Vier Jugendliche verhindern in Magdeburg eine Vergewaltigung und machen dabei alles richtig

“Gewalt gegen Frauen geht gar nicht.” So einfach begründen die vier Jugendlichen gegenüber der Volksstimme ihre Zivilcourage, mit der sie vermutlich am letzten Wochenende in Magdeburg die Vergewaltigung einer Frau verhindert haben. “Die Jungs haben alles richtig gemacht”, urteilte die Polizei. Wir sehen das auch so, und wollen das genauer ansehen, damit wir alle von den Jugendlichen lernen können:

  • Aufmerksam werden: Die Jugendlichen sitzen in einer Wohnung und hören ungewöhnliche Geräusche. “Wir konnten das erst nicht deuten.” Doch sie schauen nach – und können die Geräusche als Hilferufe deuten.  (Oft scheitert unsere Zivilcourage schon daran, dass wir gar nicht wahrnehmen, was geschieht, oder dass wir das, was wir wahrnehmen, nicht als Notfall interpretieren. “Wird schon in Ordnung sein”, denken wir häufig, anstatt nachzuschauen, was wirklich geschieht.)
  • Aktiv werden: “Als wir die Hilferufe dann ganz deutlich gehört haben, sind wir vor die Tür gerannt.” Die Jugendlichen schauen nicht weg, delegieren die Verantwortung nicht an andere, sondern werden selbst aktiv.
  • Die Polizei rufen: Es klingt so banal, doch oft fehlt es genau daran: Dass jemand zum Handy greift und 110 wählt.
  • Gewalt beenden: Erstes Ziel sollte es sein, das “Opfer” zu schützen und die Gewalt gegen das “Opfer” zu beenden. Die Jugendlichen haben mit ihrem Eingreifen die Frau vor weiterer Gewaltanwendung geschützt.
  • Sich um das “Opfer” kümmern: “Die Frau haben wir beruhigt.” Im Fokus jedes zivilcouragierten Eingreifens sollte die Unterstützung und die Hilfe für das “Opfer” stehen. Oberstes Ziel ist es, Menschen vor Gewalt und Bedrohung zu schützen.
  • Die Polizei unterstützen: Es ist erlaubt, in einem solchen Fall eine_n Täter_in vorläufig festzuhalten, bis die Polizei kommt. Dieses sog. “Festnahmerecht für jedermann” ist in der Strafprozessordnung §127 geregelt.

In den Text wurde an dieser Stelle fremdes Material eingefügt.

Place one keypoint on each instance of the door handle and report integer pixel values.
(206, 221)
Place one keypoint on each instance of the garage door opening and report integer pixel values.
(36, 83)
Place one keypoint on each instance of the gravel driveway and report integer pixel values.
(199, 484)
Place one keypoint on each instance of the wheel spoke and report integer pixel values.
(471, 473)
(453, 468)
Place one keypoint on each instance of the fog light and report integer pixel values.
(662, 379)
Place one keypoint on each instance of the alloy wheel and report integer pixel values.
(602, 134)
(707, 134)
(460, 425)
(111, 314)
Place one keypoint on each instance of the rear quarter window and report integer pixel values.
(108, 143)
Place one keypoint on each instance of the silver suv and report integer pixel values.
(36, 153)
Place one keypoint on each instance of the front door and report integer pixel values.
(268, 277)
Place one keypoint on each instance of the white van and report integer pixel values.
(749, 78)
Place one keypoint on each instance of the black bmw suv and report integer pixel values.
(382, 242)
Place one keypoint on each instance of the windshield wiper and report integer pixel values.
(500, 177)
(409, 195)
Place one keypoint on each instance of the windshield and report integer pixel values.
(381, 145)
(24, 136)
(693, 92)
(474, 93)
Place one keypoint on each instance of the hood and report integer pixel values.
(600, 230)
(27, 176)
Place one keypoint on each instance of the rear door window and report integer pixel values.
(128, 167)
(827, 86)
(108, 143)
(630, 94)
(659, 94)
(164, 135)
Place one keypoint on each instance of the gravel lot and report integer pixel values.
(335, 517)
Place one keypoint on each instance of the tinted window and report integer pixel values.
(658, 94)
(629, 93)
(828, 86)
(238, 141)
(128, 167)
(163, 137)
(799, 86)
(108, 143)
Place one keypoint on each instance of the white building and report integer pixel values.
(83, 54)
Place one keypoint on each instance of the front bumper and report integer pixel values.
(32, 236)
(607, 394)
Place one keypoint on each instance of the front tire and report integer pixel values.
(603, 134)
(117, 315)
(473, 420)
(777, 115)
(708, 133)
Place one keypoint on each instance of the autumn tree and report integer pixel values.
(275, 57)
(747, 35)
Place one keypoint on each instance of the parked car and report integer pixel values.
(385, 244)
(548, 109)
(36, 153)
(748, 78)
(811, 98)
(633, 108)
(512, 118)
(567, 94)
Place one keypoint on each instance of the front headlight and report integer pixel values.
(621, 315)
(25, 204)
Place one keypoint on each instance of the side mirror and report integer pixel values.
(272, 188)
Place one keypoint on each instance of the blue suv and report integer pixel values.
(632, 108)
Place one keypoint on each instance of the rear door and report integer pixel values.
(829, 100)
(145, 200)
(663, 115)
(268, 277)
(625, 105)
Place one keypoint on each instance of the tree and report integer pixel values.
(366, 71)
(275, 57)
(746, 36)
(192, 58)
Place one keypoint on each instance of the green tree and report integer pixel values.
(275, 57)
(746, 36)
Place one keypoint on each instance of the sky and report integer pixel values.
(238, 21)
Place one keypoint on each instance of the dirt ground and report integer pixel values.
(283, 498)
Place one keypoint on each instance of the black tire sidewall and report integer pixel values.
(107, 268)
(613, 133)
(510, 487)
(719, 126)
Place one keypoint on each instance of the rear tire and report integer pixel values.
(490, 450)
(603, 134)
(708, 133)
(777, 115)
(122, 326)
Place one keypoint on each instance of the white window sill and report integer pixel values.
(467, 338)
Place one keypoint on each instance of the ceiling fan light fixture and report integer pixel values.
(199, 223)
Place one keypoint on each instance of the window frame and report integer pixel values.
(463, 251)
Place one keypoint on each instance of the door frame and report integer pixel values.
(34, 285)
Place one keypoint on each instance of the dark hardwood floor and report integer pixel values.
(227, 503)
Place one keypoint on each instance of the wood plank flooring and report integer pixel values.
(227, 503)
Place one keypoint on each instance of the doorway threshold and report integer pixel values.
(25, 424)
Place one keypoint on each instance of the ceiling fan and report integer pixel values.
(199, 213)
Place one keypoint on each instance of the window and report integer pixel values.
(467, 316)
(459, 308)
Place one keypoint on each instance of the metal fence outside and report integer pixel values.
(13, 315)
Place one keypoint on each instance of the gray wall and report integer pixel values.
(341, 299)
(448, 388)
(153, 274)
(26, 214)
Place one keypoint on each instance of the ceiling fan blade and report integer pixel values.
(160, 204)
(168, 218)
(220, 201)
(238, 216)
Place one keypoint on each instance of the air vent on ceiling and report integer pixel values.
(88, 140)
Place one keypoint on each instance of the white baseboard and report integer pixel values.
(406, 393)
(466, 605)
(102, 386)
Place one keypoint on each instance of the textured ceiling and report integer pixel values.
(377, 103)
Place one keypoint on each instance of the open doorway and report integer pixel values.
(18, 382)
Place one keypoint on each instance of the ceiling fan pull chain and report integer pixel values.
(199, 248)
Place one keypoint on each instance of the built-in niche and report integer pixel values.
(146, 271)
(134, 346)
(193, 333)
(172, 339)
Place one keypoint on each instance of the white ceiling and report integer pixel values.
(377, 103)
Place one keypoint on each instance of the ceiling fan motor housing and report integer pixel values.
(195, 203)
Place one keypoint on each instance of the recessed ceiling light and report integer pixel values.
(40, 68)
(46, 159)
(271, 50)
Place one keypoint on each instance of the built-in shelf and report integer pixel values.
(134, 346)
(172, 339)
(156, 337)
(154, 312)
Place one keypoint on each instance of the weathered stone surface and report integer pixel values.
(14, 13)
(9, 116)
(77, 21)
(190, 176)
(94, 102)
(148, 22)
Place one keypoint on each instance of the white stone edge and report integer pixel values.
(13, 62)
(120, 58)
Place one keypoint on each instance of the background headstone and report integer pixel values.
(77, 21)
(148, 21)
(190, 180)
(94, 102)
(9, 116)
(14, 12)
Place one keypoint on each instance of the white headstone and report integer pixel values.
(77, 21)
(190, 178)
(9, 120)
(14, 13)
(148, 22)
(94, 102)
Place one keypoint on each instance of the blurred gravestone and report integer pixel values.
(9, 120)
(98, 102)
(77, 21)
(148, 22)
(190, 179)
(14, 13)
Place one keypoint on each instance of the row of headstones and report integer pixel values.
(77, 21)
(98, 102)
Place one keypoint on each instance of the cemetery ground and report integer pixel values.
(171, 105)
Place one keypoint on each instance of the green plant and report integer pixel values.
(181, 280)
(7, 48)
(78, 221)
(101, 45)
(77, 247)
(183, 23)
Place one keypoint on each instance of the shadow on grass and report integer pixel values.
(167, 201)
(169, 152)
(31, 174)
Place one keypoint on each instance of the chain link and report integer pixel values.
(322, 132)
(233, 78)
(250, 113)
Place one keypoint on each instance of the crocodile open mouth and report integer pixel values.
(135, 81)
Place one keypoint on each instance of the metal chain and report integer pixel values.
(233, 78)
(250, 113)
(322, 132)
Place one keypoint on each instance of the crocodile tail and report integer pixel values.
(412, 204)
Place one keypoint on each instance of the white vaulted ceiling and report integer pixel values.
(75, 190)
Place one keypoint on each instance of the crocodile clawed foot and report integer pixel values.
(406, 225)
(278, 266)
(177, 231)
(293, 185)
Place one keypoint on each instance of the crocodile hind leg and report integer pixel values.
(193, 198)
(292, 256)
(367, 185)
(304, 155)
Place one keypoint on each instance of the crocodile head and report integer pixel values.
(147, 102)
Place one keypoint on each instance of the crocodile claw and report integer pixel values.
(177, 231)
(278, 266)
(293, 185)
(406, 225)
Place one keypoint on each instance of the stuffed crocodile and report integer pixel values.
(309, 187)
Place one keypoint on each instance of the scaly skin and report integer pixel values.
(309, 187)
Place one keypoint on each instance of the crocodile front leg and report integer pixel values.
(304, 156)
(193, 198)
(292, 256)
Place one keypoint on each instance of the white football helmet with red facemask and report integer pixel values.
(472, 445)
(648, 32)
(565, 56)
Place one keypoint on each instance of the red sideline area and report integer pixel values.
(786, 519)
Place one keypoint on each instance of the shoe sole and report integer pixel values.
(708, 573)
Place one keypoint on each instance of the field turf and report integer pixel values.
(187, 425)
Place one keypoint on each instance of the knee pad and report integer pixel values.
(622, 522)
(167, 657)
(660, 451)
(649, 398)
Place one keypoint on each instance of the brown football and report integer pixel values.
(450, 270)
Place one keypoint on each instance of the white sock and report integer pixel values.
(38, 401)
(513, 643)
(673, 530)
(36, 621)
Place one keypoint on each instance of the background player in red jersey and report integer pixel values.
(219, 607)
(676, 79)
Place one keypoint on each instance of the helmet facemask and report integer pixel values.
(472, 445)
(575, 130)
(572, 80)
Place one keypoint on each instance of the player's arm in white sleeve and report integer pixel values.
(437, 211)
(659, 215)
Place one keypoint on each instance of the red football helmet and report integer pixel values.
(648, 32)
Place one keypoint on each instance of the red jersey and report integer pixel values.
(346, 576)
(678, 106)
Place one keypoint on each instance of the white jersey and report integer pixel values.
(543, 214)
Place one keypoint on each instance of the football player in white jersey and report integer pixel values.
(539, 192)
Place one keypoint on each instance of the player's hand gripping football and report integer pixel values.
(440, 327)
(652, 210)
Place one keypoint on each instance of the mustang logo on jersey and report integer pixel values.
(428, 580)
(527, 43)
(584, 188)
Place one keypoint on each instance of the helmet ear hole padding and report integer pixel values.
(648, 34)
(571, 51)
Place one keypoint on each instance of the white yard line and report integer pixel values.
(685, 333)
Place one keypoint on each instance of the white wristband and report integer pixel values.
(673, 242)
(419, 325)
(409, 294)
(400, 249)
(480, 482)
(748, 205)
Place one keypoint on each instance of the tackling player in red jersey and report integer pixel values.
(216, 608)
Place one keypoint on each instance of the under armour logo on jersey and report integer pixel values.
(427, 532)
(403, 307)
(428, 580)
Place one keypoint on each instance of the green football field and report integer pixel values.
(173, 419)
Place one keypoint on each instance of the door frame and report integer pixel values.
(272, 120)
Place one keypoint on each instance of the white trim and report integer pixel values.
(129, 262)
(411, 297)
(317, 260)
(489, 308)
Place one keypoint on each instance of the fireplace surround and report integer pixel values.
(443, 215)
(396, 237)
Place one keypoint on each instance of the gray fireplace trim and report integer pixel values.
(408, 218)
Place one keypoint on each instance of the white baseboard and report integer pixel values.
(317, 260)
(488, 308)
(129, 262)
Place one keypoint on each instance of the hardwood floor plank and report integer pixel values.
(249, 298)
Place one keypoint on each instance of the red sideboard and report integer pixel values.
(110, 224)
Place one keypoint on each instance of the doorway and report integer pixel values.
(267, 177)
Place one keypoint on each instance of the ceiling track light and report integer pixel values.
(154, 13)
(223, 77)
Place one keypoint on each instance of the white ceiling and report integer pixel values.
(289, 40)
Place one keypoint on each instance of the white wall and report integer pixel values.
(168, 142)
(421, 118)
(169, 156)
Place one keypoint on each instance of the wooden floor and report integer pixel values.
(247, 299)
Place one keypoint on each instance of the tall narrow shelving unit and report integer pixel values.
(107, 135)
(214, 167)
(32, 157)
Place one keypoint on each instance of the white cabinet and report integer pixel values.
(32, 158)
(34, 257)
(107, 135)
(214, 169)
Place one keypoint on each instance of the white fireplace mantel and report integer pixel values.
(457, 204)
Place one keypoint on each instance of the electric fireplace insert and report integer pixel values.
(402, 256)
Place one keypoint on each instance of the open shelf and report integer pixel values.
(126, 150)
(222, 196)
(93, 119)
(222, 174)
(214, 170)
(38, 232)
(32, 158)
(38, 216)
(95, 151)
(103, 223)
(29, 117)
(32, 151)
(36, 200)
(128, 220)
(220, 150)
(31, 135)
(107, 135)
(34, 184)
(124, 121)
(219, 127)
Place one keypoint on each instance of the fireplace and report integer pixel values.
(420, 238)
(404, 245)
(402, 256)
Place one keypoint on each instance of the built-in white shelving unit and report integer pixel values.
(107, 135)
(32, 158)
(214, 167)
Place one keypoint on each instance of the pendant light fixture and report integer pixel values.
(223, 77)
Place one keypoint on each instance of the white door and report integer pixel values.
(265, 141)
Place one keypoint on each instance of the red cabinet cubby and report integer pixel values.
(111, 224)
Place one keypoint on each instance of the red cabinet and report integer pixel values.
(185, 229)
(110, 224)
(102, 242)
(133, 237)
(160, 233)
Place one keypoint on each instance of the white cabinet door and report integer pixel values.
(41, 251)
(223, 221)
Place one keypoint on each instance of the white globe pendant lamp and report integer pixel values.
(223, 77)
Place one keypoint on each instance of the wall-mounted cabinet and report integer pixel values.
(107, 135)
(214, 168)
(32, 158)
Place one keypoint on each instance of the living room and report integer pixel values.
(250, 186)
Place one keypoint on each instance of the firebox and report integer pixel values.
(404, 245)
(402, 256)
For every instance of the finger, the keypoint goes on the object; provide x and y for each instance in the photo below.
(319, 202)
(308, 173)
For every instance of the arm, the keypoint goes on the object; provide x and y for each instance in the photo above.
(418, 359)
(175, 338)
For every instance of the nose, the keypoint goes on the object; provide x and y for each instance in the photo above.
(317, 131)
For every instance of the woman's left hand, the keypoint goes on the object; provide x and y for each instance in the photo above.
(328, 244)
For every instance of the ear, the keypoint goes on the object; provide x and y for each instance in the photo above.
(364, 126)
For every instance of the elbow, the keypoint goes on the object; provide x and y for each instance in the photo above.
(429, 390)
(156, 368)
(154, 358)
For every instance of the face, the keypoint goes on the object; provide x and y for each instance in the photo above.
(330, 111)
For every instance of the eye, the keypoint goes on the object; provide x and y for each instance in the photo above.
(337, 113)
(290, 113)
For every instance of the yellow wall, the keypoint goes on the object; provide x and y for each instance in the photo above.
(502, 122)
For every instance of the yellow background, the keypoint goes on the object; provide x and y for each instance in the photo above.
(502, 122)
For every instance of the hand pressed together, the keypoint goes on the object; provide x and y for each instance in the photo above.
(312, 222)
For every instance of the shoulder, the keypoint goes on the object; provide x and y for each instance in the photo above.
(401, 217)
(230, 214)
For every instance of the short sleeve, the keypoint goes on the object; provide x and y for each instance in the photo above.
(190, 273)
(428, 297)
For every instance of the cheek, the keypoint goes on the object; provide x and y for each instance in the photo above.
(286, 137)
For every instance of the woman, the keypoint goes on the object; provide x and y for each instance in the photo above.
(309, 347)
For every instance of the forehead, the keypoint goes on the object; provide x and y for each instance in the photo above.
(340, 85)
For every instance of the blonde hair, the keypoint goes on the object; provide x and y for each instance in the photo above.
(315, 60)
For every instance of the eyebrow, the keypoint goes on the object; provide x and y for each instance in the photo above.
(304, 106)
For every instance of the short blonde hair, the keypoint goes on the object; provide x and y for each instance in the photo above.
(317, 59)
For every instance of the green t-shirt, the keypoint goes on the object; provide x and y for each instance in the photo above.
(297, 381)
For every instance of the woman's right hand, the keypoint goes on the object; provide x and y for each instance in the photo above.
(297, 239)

Die Wahrscheinlichkeit, dass Menschen zivilcouragiert eingreifen, ist am größten, wenn eine Gruppe von Freund_innen gemeinsam in eine solche Situation kommt. Denn diese können sich problemlos untereinander absprechen und vertrauen sich. Ein schnelles Handelns wird so möglich.

Übrigens ist dies nicht der erste Fall, in der zivilcouragiertes Handeln wahrscheinlich Sexualstraftaten verhindern konnte. In unserer Rubrik “Zivilcourage funktioniert” haben wir drei weitere Fälle dokumentiert: zwei Auszubildende reagierten auf lautes Rufen, eine Frau mischte sich laut ein und die Aufmerksamkeit zweier Männer verhinderte vermutlich eine Sexualstraftat an zwei Mädchen.

“Das war eine Selbstverständlichkeit”, sagte einer der Jugendlichen aus Magdeburg. Ob das auch in anderen Situationen gilt, liegt auch an uns und unserem Verhalten.